Spotted Cow beer is made and sold only in Wisconsin. The beer is a state treasure. Wisconsin may be widely recognized across America for its German brats, sausages, bacon and ham, but it’s also renowned for cheeses - and squeaky cheese; cheese curds that locals eat like the rest of Americans nibble on peanuts or pretzels. Deep fried squeaky cheese is ordered with meals like French fries.

Like the south, pretty much everything in this part of Wisconsin is fried. It’s so tasty when everything is cooked in butter!

Locals love their fresh fish too: Perch, Northern Pike and Haddock is an every Friday night dinner year around – at the local fish fry’s. In addition to fish, the fry’s serve a wide variety of old fashioned starches including Mac and Cheese. All of this is served with beer – but wine is available for “wussies”. Salads are mostly available for visitors.

All throughout Wisconsin ice cream and desserts are as popular as squeaky cheese and there's never a lack of fresh pies and cakes in every flavor and icing imaginable. Residents of this region are hearty people. The winters are overcast, snowy and cold. After football and the Super Bowl, ice fishing becomes the winter pastime. But when spring arrives late in March and early April, outdoor life blossoms.

Appleton, Wisconsin is a pedestrian and bicycle friendly community where everyone congregates downtown. The sidewalks along College Avenue are filled with shoppers, college students and business people walking to and from meetings – or they’re collecting near the corner waiting for the next bus to take them where they need to go.

Like New Yorkers, Appleton residents frequently dine out downtown before performances at the theater for the arts or for performances, recitals and exhibitions by the internationally recognized art students attending Lawrence University. With the university located along College Avenue near the edge of downtown there are always students out on the streets – day and night. Over weekends, local pub crawling is a popular downtown activity for university students as well residents and visitors. It’s a fun place to visit.

This part of Wisconsin is located along the western edge of the Rust Belt near Green Bay - so it has its economic problems. 20th century corporate greed and poor stewardship of the river left the community’s beautiful waterway heavily polluted. Nearby Lake Michigan was treated similarly. The paper mills and other industrial plants that once employed the area’s residents have mostly closed.

There was never a Plan B for America’s Rust Belt; nor did this nation ever face its responsibilities in Congress to create a Plan B to insure the region and its valuable resources remained important to this nation’s wellbeing and its economic success.

The Rust Belt is not the only region in this country where the economy is dying. In general, the electoral map of red and blue states aligned with the recent presidential election is a good indicator where the economy is not currently providing the kinds of jobs, incomes and security Americans need to live sustainably.
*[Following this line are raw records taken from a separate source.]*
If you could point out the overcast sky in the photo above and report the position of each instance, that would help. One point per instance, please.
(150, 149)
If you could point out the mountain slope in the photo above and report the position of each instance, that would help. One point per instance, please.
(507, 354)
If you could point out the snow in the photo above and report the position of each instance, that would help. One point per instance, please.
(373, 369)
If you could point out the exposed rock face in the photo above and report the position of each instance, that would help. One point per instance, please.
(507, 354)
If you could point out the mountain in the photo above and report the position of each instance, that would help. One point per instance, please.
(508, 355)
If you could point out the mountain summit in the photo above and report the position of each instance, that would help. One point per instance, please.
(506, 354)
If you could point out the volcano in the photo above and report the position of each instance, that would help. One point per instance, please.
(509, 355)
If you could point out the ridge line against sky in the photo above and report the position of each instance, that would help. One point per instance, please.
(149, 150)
America needs a national economic plan that addresses opportunities for all Americans to lead productive lives and contribute to this nation’s economic strength regardless of where we live and the regional culture that guides our lives. Until we do, self-interests over national interests will continue and the chasm between Americans will increase and expand. If we don’t embrace one another today and help each other survive, great American places like Appleton, Wisconsin will be quickly lost to progress elsewhere.